State and federal laws give employees the right to take time off work for certain civic obligations and personal responsibilities. Employers may not discipline or fire workers for exercising these rights. In South Carolina, these rights include:

  • Military leave. Under federal law, employees have the right to take up to five years of leave to serve in the military, with the right to be reinstated when they return to work. (This law also prohibits discrimination against employees based on their military service, protects employees from discharge without good cause for up to one year after they return from military duty, and provides other protections; see Nolo’s article Taking Military Leave for more information.) In South Carolina, members of the South Carolina National Guard and South Carolina State Guard are entitled to unpaid leave if called to active state duty by the governor.  
  • Jury duty. In South Carolina, employees are entitled to unpaid leave for jury service. Employers who fire or penalize employees for jury duty may be subject to special damages in a wrongful termination lawsuit.  
  • Family and medical leave.
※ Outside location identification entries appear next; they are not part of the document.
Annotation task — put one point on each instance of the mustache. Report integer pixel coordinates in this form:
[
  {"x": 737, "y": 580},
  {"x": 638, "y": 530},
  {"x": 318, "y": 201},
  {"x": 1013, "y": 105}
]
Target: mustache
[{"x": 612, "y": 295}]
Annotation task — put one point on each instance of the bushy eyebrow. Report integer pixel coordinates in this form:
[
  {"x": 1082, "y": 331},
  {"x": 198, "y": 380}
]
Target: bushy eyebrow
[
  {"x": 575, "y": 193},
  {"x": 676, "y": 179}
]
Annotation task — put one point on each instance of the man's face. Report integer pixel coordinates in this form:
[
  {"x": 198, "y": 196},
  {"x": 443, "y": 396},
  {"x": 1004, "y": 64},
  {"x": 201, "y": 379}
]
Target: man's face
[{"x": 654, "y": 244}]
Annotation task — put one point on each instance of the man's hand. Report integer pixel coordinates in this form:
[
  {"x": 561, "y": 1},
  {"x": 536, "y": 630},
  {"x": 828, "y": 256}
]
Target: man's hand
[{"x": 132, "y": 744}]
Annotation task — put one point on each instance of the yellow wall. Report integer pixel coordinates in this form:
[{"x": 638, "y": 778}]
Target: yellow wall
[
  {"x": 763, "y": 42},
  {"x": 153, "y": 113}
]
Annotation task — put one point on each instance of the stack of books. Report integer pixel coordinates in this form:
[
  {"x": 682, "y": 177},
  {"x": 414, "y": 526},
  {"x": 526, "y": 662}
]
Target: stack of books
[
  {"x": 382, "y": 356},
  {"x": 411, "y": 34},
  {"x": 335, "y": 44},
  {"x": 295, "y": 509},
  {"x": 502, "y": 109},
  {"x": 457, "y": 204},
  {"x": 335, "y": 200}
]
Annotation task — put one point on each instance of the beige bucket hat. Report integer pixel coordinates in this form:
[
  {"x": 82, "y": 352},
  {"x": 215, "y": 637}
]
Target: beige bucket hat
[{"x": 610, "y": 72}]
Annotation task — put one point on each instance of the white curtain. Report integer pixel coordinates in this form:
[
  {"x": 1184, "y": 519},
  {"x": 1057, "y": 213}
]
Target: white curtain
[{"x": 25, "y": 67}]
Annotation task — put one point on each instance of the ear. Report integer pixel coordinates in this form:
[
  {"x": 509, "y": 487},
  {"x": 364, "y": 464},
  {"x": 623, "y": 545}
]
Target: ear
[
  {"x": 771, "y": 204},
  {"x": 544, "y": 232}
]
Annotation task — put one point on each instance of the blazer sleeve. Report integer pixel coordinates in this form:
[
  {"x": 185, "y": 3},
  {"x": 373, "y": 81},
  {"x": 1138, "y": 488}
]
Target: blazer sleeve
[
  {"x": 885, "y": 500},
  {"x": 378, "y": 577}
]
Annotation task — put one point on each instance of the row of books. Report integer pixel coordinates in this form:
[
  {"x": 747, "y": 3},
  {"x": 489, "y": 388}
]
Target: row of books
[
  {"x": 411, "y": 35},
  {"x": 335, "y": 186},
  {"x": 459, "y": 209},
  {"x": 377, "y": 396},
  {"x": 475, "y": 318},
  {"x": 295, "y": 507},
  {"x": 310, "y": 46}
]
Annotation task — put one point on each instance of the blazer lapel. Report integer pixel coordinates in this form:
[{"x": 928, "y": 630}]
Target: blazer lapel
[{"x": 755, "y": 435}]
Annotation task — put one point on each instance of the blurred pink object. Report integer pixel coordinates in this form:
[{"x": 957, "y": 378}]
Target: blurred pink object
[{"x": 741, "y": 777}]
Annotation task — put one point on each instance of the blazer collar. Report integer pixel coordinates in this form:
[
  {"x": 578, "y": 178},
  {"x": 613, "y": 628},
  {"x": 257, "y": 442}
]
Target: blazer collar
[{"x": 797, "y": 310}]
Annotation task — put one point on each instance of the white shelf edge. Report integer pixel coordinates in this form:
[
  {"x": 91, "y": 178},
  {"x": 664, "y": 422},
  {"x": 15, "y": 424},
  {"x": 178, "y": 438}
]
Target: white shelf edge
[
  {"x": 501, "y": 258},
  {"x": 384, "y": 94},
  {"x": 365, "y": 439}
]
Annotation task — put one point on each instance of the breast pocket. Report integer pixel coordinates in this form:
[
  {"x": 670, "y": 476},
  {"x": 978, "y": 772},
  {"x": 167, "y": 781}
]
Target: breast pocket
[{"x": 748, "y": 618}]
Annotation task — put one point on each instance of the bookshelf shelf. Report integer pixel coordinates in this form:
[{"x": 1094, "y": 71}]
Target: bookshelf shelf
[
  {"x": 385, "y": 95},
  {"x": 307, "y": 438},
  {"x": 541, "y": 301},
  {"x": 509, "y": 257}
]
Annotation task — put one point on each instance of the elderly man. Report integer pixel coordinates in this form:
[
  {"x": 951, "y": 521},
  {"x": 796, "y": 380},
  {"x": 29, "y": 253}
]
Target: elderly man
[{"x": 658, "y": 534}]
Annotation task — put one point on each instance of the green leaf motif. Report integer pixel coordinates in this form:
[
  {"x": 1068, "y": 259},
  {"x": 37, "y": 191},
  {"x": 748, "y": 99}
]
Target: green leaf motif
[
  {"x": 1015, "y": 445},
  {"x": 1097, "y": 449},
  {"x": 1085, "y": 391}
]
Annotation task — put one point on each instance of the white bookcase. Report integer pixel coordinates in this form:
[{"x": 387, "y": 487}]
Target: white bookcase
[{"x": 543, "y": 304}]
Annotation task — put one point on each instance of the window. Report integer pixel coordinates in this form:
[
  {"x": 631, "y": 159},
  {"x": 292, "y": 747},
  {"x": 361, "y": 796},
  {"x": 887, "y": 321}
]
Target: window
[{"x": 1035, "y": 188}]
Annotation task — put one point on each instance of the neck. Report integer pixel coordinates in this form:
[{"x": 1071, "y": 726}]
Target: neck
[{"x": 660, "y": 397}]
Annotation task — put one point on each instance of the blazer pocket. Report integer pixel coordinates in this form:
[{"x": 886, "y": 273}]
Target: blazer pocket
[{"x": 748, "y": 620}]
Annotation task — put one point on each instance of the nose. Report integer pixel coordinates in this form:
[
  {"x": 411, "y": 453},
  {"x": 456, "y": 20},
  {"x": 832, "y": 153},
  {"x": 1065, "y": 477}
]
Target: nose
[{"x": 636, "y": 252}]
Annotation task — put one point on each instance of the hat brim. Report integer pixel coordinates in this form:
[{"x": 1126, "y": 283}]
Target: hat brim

South Carolina employees are protected by the federal Family Medical Leave Act (FMLA). The FMLA requires employers with 50 or more employees to provide eligible employees with up to 12 weeks off, unpaid, every year for a serious health condition, to care for a family member with a serious health condition, to care for a new child, or to handle certain practical matters arising out of a family member’s military service. Employees can take up to 26 weeks off in a single year to care for a family member who is seriously injured while serving in the military. Employees who take FMLA leave must be reinstated to the same position once their leave is over. To learn more, see Nolo’s FMLA page.

Other State Claims

  • Workers' compensation. Employers may not fire employees who file workers' compensation claims. 
  • Workplace safety. Employers are prohibited from firing employees who make complaints about workplace safety violations on who testify in such proceedings.
  • Reporting child abuse. Employers cannot fire employees for reporting incidents of child abuse or child neglect. 

What to Do Next

If you think you were fired illegally, talk to a South Carolina employment lawyer. Whether you want to get your job back, negotiate a settlement, or file a lawsuit, a lawyer can help you assert your legal rights. A lawyer can also inform you of any other claims that you might have under state or local law.